In each hemisphere the sun’s equatorial heating created three great convection belts parallel to the equator, transporting heat toward the cooler poles. These tremendous cycles created a kind of helix of stable winds that snaked around the rotating planet. It was a pattern that had endured for billions of years, and even now its continued existence still determined much of the world’s long-term climate patterns. Meanwhile in the ocean the network of currents was much simpler now that the continents were drowned kilometers deep, and unable to offer any significant obstacle to the currents’ circulation. Even the huge gyres, dead spots in the ocean, where humanity’s garbage had collected and hapless rafting communities had gone to scavenge, were dispersed now. A crude system of atmospheric circulation, powerful ocean currents following simple patterns, not a trace of land or even polar ice anywhere in the world: this was an Earth reduced to elementals, like a climatological teaching aid, Kelly thought. Nothing but the basic physics of a spinning planet.

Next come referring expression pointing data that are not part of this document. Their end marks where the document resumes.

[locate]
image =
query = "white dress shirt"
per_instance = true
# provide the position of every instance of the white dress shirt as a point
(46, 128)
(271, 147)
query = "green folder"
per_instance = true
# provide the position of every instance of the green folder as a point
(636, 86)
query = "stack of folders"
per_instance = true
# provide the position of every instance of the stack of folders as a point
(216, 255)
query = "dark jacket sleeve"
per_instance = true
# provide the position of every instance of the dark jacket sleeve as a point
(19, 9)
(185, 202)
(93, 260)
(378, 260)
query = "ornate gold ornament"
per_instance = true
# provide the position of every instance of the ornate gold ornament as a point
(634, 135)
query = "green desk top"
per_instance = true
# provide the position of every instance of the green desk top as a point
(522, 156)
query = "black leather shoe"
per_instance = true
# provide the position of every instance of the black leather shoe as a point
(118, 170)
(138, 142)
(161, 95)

And yet it was not uniform; this ocean world had features. Masayo produced an image of a vast storm prowling the lower latitudes of the northern hemisphere, a milky spiral the size of a continent that continually spun off daughter storms, themselves ferocious hurricanes in their own right. “As far as we know this is the same storm they called the Spot, eighteen years ago,” he said. “Maybe somebody down there will be able to confirm that for us. It drives winds at around three hundred kilometers an hour. That’s about Mach point two five-a quarter the speed of sound. Must do a hell of a lot of damage to those garbage rafts.”

“So we splash down away from it,” Kelly murmured. “But where?”

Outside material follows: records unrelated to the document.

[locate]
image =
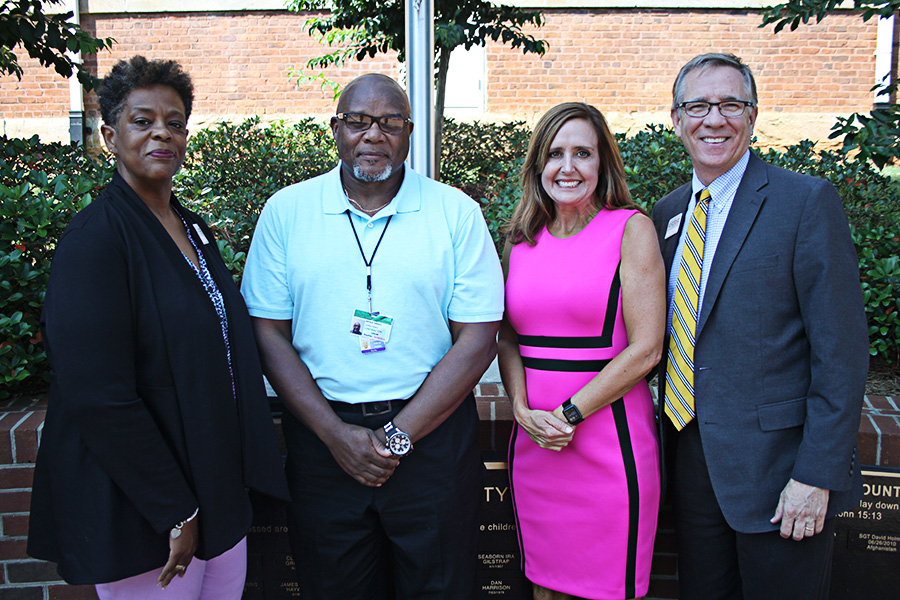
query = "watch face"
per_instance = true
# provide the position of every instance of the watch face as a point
(572, 414)
(399, 444)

“There’s nowhere immediately obvious,” Masayo said. “No land, clearly. Nothing but a scattering of rafts. Sometimes you see their lights at night. Some don’t seem to have lights at all. They tend to cluster over the old continental shelves, and particularly over urban areas, the great cities.”

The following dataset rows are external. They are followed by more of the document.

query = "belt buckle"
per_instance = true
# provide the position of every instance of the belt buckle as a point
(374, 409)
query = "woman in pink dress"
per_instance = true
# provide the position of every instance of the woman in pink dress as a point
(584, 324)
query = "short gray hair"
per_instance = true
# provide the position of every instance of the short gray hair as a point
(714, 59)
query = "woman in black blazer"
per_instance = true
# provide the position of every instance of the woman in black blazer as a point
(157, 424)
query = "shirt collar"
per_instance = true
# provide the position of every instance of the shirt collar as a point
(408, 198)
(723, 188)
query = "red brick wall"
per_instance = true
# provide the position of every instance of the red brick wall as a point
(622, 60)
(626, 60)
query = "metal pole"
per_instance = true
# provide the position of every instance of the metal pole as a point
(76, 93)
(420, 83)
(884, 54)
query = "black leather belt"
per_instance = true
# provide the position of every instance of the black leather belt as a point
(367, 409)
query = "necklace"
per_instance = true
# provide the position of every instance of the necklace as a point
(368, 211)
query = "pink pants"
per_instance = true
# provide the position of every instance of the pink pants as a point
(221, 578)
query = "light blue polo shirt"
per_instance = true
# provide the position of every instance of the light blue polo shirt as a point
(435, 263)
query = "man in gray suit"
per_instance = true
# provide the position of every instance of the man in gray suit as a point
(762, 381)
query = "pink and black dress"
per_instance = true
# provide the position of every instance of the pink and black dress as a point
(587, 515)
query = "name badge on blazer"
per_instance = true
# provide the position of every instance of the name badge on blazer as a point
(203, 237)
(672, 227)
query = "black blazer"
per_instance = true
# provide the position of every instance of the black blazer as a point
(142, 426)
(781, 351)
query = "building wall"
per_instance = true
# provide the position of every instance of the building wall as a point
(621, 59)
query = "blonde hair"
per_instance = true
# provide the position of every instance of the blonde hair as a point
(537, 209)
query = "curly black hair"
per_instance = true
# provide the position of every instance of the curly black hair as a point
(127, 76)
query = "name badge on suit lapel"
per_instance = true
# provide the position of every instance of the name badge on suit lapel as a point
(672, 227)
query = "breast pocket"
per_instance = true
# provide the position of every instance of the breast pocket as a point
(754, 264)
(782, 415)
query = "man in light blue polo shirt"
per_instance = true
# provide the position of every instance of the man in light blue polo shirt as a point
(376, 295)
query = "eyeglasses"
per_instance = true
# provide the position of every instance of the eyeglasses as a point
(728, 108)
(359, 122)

Mike said, “We picked up some radio transmissions, mostly not aimed at us.”

“ ‘Mostly’?”

“It’s just chatter. People asking after relatives and lost kids, and swapping news about storms and fishing grounds. A few people still making observations of the climate, the ongoing changes. They can talk through the surviving satellite network. I suspect some of them are trying to bounce signals off the moon-”

“Mike, back up. You said, ‘mostly.’ The signals were ‘mostly’ not aimed at us.”

He grinned. “That’s why we called you in here, Kelly. Half an hour ago we picked up this, from a raft over North America.” He tapped his screen, and a speaker crackled with a looped message:

“… knew you’d be back. I’ve been waiting a year for you to show up, since the earliest theoretical return time. Earth II isn’t so hot, huh? Well, if you need a native guide come down here and look me up. You can track this signal… This is Thandie Jones, somewhere over Wyoming, on the Panthalassa Sea. Thandie calling Ark One. I see you! I knew you’d be back…”

77

In the cupola’s twilit, humming calm, with the hull of Halivah and the silent stars arrayed beyond the windows, Grace Gray gazed on beautiful, spectacular images of young star systems, a million years old or less, in the throes of formation from an interstellar cloud, and tried very hard to understand what her daughter was telling her.